Monday, November 1, 2010

What Meets The Eye

     I went to Lake Bonny Park today for the first time in about a year.  What I love most about the park would be how diverse it is.  It has so many fields to play sports on and also a nice nature trail so people can take runs, jogs, walks or nice strolls through the area.
     What I liked most about going there today and visiting would be the silence part of this exercise.  I kind of pictured myself in Colorado, in the mountains with the cool crisp breeze blowing on my face while sipping hot cocoa.  But I was not there, I was at Bonny Park and listened to the birds chirp and the breeze fill my body.  I like the challenge of having to sit still and not think.  But be still.  I am not used to that at all but when I have my alone time with my Creator I try to be still in His presence and know He is God and listen.  That is what I tried to do today. It may have not been my alone time but it was extra time that I took to reflect on all He has created and and made for us, His children, to enjoy and be in awe of.
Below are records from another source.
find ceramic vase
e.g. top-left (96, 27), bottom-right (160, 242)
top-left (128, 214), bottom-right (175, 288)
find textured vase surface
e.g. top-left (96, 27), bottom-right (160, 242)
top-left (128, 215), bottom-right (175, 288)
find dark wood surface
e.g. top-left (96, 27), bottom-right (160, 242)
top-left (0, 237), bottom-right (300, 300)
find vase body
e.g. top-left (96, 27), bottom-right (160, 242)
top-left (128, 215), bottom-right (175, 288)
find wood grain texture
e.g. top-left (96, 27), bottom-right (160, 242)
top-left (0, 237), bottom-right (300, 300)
     I am not a writer, nor do I know how to write good poems, but what I do know how to do is try and do my best and that is what I believe I did.  I was there for the 45 minutes and tried to take in all that I could during that time and gave it my all.  I think if we never take the time to stop or slow down we so easily miss the wonderful, beautiful master pieces God has created and we cannot enjoy them for what they were created to be.
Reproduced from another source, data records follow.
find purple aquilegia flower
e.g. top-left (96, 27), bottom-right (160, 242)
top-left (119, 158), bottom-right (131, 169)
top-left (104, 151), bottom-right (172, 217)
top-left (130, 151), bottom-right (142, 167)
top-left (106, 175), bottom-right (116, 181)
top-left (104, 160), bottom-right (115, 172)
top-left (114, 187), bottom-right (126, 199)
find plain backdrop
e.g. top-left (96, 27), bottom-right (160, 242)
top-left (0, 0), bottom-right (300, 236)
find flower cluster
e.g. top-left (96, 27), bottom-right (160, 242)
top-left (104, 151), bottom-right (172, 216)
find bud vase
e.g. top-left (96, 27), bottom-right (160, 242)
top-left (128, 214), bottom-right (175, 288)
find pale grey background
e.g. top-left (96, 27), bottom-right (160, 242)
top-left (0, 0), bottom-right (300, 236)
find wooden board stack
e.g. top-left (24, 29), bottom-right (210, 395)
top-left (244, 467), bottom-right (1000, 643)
     I watched and looked all around me during the part I was writing. Seeing all that there was to see with the naked eye.  I tried to look beyond that and figure out what exactly i can see that is more than physical but yet why nature acts the way it does.

"The Senses"
Birds chirping in the pine trees
Calling out to one another
Singing beautiful melodies
Acorns dropping as if they want to be heard
Like hail hitting the car windshield
Ant mounds all around
Filled with anticipation
Needing to survive
Wind whistling through the leaves and branches
brushing past and leaving all behind
The sun drenching the landscape
Soaking up the droplets of water
left from previous rain
Worms inching along side feet walking on sidewalks
Trying to go somewhere
Somewhere real fast (they are underestimated)
Smells so distinct as if it wants to be seen
Like flowers first bloom in spring
Now breathing in deep taking all that is offered in
squeezing eyes so tight wanting to embrace
Every smell, melody, sound, emotion or touch
Nature is more than what meets the eye
      
"I went to Lake Bonny Park [or Circle B Bar Reserve] for this field trip, and I stayed there for at least 45 minutes."